HTML should be mentioned in the context of automatic GUIs. HTML is not a programming language but is a language to specify screen geometry, widget layout, visual attributes, and data category. A web browser is a program that use HTML as a triggering mechanism to interpret the specified HTML to determine what to draw on the screen as it uses API for the lower levels to produce the equivalent graphical output that expresses borders around tables, drop downs, and other visual elements and effects. Adobe Flash, Microsoft Access and other screen builders work in similar ways with varying levels of control available to the programmer to customize the behavior and output of the GUI.
Major organizations over the years have exercised decades long initiatives to supplant the GUI building approaches enabled by the other levels, principally the 4th level, to no avail. It is a chicken and egg issue. Programming is required to automate GUI creation but automated GUIs are often insufficiently equipped to sustain their own evolution. Coupled with the limitations of consolidation taken to a certain level and you are full circle back to a lower level depending on changing circumstances and needs.
Though the 5th level of GUI implementation sees tremendous use on a daily basis, part of the push for this has been to establish vendor lock-in. The most adopted automation to produce GUIs would coincide with the perpetuation of an operating environment that saw less growth, slowed advancement of the state-of-the-art, lower flexibility, but higher costs, and would greatly impair the realization of alternatives that collectively contribute to the advancement of environments, tools, capabilities, and divers opportunities.

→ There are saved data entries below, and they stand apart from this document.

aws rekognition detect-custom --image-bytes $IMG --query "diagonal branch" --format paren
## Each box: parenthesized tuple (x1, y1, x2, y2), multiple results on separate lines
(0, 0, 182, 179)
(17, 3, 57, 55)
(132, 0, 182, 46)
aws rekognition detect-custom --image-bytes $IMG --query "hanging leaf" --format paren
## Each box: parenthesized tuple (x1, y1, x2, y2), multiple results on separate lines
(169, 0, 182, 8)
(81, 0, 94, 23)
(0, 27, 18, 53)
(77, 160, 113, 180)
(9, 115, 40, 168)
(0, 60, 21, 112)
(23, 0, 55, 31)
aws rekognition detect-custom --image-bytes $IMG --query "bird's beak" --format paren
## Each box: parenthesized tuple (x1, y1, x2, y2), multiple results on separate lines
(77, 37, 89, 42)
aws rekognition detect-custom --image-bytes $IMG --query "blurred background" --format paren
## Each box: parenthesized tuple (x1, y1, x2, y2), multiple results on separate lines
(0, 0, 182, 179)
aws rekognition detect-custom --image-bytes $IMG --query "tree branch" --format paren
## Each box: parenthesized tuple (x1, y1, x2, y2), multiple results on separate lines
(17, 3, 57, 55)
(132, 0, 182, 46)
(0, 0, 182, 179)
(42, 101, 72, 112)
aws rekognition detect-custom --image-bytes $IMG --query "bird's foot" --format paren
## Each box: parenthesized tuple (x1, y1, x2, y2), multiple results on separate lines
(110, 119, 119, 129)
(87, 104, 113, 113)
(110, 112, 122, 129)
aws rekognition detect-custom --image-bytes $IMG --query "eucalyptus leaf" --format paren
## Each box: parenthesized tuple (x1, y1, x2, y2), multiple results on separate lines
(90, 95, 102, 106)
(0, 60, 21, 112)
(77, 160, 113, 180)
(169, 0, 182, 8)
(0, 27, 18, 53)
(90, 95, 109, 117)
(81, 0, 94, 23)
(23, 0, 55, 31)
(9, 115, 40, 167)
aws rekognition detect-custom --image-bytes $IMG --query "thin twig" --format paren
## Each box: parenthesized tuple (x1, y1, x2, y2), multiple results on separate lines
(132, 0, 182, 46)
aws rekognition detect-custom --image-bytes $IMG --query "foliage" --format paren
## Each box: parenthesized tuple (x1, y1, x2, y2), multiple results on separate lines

Though interest in substantially expanding automatic GUI creation has not subsided, it has yet to encompass all areas in which GUIs are needed. Much is written as to why that is and will not be summarized or restated here. Instead, I will conclude this section by saying they definitely have their uses and are the fastest way to build a GUI. Moreover, they can be the fastest way to build and deploy a highly polished, extremely consistent, and very robust set of screens perfectly coordinated to the data they capture and modify. They can save an enormous amount of time and are not to be discounted.
What we see on the screen comes about through one or more of the 5 processes described. The one that is appropriate to use depends on your goals, skills, time, and general motivations. Many considerations go into the creation of GUI screens, photo visualization programs, video playback programs and apps, and any software that presents visual information.